In the heart of southwestern France lies Bordeaux, a city renowned for its exquisite wines that have captured the palates of connoisseurs worldwide. Bordeaux's winemaking legacy begins centuries ago with the rise of Aquitaine as the beating heart of France’s agriculture industry. Bordeaux wines have journeyed far from their vine-covered hillsides to over 150 countries.
This international acclaim owes much to Bordeaux’s commitment to quality as well as its distinct nature and flavour profile. Creating the identity of Bordeaux wines begins with Emperor Napoleon III, who recognized the need to preserve the reputation of Gironde wines. He was responsible for the creation of a classification system that certifies the excellence of Bordeaux wines. In 1973, Bordeaux wines received an additional layer of prestige with the award of Protected Designation of Origin (PDO) status.
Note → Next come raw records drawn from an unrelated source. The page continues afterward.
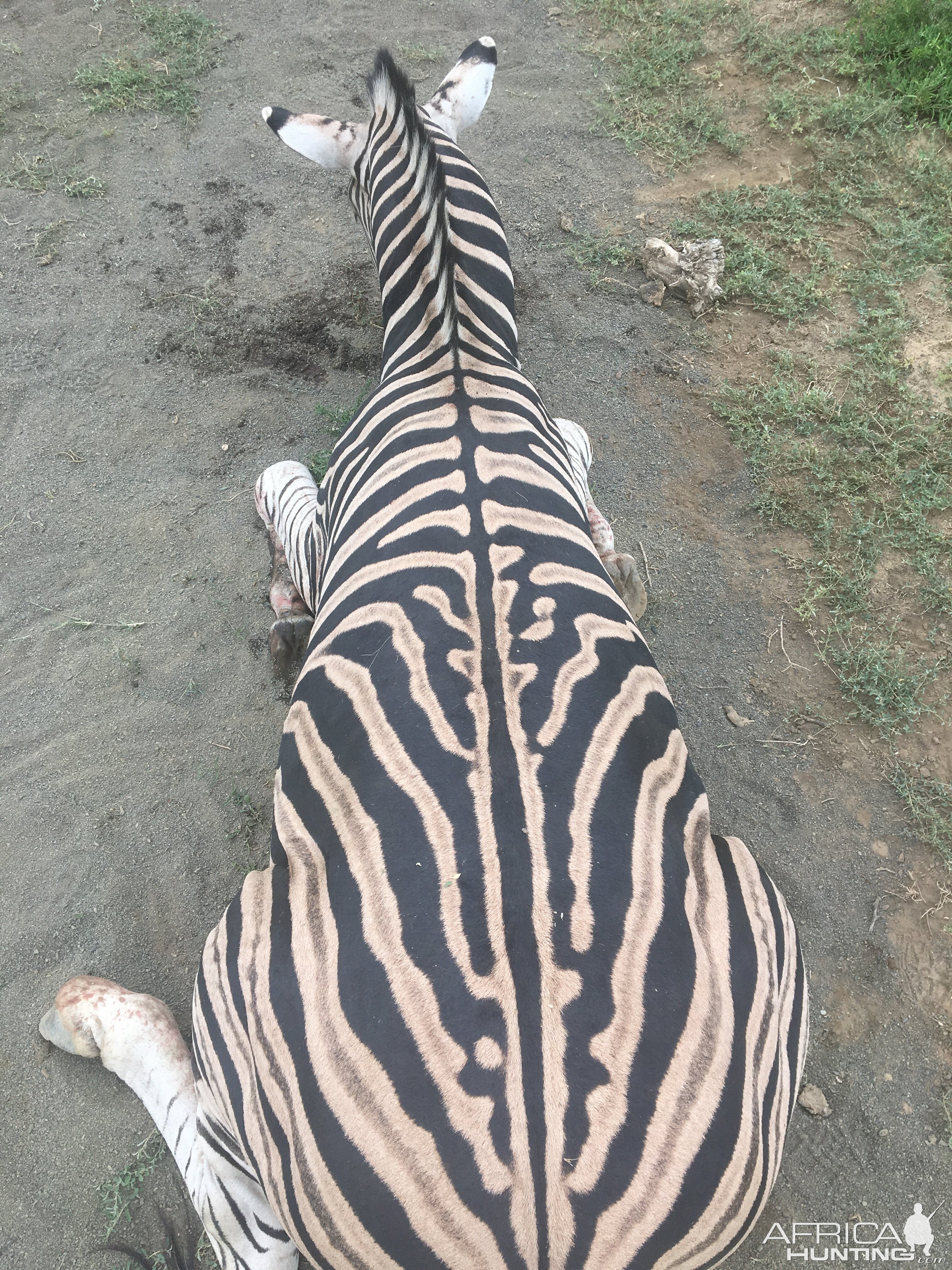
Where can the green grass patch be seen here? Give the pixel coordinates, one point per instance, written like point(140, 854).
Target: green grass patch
point(930, 806)
point(122, 1193)
point(158, 78)
point(37, 173)
point(252, 817)
point(653, 96)
point(422, 54)
point(337, 418)
point(319, 463)
point(841, 449)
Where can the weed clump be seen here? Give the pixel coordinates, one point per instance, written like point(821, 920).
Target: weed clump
point(162, 78)
point(122, 1192)
point(907, 46)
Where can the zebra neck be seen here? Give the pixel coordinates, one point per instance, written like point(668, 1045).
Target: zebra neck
point(454, 296)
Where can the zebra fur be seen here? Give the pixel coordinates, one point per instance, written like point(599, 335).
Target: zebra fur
point(501, 999)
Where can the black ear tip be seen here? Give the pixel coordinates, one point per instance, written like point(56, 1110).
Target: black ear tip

This designation recognizes the unique terroir—the combination of soil, climate, and tradition—that shapes Bordeaux wines into the masterpieces they are today.
The Bordeaux wine industry takes foothold in the estuaries of the Gironde and Dordogne rivers, stretching from the Atlantic coast to 100 kilometers inland. The terroir, characterized by gravely, sandy soils and warm temperatures, provides the perfect environment for vine cultivation. This distinctive setting nurtures a diverse range of grape varieties, giving Bordeaux wines their rich taste and sophisticated flavor profile. Red, white, and rosé Bordeaux wines encompass a wide range of grape types – Merlot, Sauvignon Blanc and Semillon being among the most popular.
In Bordeaux, winemaking isn't merely an industry; it's an art form handed down through generations. The city's wines embody timeless elegance crafted by hands that have tended to vines for centuries. It’s this careful maintenance of tradition and unwavering care that cements Bordeaux wines as a unique export desired across the entire world.